Species of oak tree native to Asia

Quercus pachyloma, commonly known as mao guo qing gang (毛果青冈), is a species of oak tree native to southern China and Taiwan. It is placed in the section Cyclobalanopsis within the Quercus subgenus Cerris.

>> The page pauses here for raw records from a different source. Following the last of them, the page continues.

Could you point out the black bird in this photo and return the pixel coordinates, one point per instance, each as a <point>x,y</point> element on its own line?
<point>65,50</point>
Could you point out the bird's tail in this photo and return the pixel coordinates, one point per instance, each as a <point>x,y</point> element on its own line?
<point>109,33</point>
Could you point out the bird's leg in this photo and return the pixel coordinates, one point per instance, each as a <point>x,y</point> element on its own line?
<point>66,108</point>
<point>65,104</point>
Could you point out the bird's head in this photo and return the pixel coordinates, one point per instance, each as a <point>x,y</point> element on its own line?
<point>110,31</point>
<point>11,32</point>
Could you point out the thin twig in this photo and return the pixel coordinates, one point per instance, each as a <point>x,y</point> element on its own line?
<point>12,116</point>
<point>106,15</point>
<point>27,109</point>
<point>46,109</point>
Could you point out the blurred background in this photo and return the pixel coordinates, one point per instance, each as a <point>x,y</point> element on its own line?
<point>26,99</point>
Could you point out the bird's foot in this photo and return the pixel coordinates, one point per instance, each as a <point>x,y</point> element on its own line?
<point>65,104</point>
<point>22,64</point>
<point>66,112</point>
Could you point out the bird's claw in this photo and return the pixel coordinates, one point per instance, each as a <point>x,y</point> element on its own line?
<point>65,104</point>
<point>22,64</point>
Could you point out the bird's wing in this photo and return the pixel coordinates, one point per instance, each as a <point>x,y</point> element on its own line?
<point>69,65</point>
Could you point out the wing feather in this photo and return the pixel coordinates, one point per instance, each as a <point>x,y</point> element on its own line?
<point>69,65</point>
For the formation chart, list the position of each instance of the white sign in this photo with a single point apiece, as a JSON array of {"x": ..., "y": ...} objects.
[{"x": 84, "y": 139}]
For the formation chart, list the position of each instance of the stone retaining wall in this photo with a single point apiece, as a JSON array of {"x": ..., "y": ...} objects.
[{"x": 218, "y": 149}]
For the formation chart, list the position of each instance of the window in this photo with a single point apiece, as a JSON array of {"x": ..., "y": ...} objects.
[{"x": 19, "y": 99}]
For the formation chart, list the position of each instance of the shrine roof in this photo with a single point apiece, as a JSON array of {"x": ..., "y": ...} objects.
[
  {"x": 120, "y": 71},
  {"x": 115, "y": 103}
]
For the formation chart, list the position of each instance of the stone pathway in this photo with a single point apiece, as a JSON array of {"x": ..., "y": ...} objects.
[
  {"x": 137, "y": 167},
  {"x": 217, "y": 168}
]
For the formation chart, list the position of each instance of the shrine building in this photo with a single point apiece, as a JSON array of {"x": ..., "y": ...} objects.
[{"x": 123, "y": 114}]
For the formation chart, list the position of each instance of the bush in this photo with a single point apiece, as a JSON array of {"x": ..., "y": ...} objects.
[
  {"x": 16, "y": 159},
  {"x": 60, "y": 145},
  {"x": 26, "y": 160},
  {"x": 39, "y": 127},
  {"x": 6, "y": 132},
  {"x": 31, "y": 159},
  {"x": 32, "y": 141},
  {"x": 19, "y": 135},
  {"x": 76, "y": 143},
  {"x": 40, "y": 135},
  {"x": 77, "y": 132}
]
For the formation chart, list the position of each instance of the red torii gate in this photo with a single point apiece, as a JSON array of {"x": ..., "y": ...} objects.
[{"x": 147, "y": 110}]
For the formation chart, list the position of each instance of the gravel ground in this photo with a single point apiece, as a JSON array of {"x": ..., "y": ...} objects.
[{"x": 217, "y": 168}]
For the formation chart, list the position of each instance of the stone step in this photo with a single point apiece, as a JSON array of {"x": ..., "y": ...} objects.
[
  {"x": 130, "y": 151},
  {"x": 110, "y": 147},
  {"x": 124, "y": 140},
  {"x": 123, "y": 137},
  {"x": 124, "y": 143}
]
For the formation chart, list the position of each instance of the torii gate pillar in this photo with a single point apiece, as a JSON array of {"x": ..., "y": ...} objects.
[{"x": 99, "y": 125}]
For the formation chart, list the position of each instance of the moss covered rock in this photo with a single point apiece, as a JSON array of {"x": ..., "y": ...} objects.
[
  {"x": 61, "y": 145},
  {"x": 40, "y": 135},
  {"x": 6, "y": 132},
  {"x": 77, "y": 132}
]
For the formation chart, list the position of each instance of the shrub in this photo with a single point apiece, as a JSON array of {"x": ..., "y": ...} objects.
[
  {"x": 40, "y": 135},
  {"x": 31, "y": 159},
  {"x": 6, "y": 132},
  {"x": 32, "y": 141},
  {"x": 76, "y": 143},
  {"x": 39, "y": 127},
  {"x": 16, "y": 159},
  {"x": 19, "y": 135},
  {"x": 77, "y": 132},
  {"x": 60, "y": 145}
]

==Distribution and habitat==
Quercus pachyloma is native to southern China, including the provinces of Fujian, Guangdong, Guangxi, Guizhou, Hainan, Jiangxi, and Yunnan, and the main island of Taiwan. It grows in wet forests in valleys or on mountain slopes at elevations of 200-1000 m above sea level.

==Description==
Quercus pachyloma is a tree up to 17 meters tall. Twigs are covered with orange-brown hairs. Leaves can be as much as 14 cm long.